To demonstrate proximate cause is to show that the injuries occurred with a clear and foreseeable causal link to the breach of duty. That doesn’t mean that the defendant knew the injury would occur, but that one could anticipate the outcome from the nature of the negligence.
An example of this would be found in a store, where a gallon of milk has spilled and not been cleaned up properly, and no wet floor sign has been set up. It is reasonably foreseeable that someone might slip and fall on the wet floor. Yet, if someone came to this scene and decided to consume the remnants of the spoiled milk, becoming ill in the process, this would not be reasonably foreseeable. The slip and fall accident would have clear proximate cause, where the consumption of spoiled milk illness would not.
There are also superseding factors to consider when establishing probable cause and foreseeability in personal injury cases. If there was an event that occurred between the negligence and the injury, then this may be a superseding event that removes responsibility from the initial negligence. Acts of God (like weather factors), criminal acts on behalf of a third party (like trespassing), and intentional torts by a third party (like assault) can be considered as superseding factors.
Consider a circumstance where a mechanic spilled some gasoline and failed to clean it up, then a customer flicked a lit cigarette into the spill, causing a fire and serious burns to the customer. The act of the customer flicking a lit cigarette into the spill could be considered a superseding factor that breaks the link between the mechanic’s carelessness and the customer’s injuries. Thus, the mechanic could be cleared of any liability in the accident, based on this argument.
Identifying a Duty of Care
To establish negligence, you have to identify a duty of care, owed by the defendant and breached by the defendant, directly causing injuries to the plaintiff. There are many different duties of care, as identified in a variety of unique life situations.
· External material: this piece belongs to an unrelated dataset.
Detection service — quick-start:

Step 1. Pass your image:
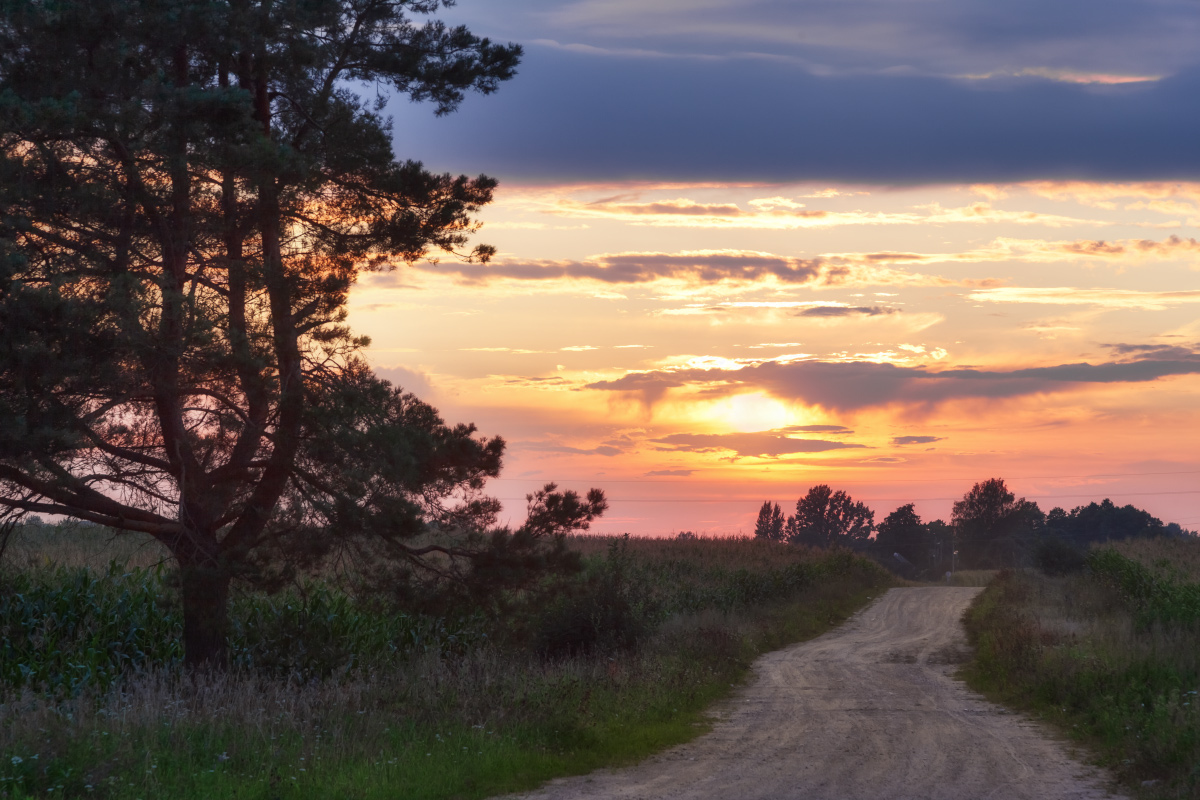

For example, a driver has a duty of care to adhere to traffic rules to avoid injury, a pedestrian has a duty of care to avoid walking into oncoming traffic, and a dog owner has a duty of care to keep the dog from attacking or biting others. Doctors and lawyers have specific standards that define their duties of care by statute. Whenever any professional or individual breaches his or her duty of care, that person can be found negligent and liable for any injuries that occurred.
Contributory Negligence Standard in NC
Very few states still follow a standard of contributory negligence, though North Carolina is one of them. This is a theory that allows for percentages of fault to be assigned to each party, so that if the plaintiff is partially responsible for the accident, his or her recovery will be reduced by that percentage of contributory negligence. Yet, if the plaintiff was more than 50% at fault, then he or she will be barred from recovering compensation for injuries and losses.
The exception to the contributory negligence standard is applied with mentally impaired individuals and children under seven years old, both of whom are considered legally incapable of contributory negligence in personal injury cases.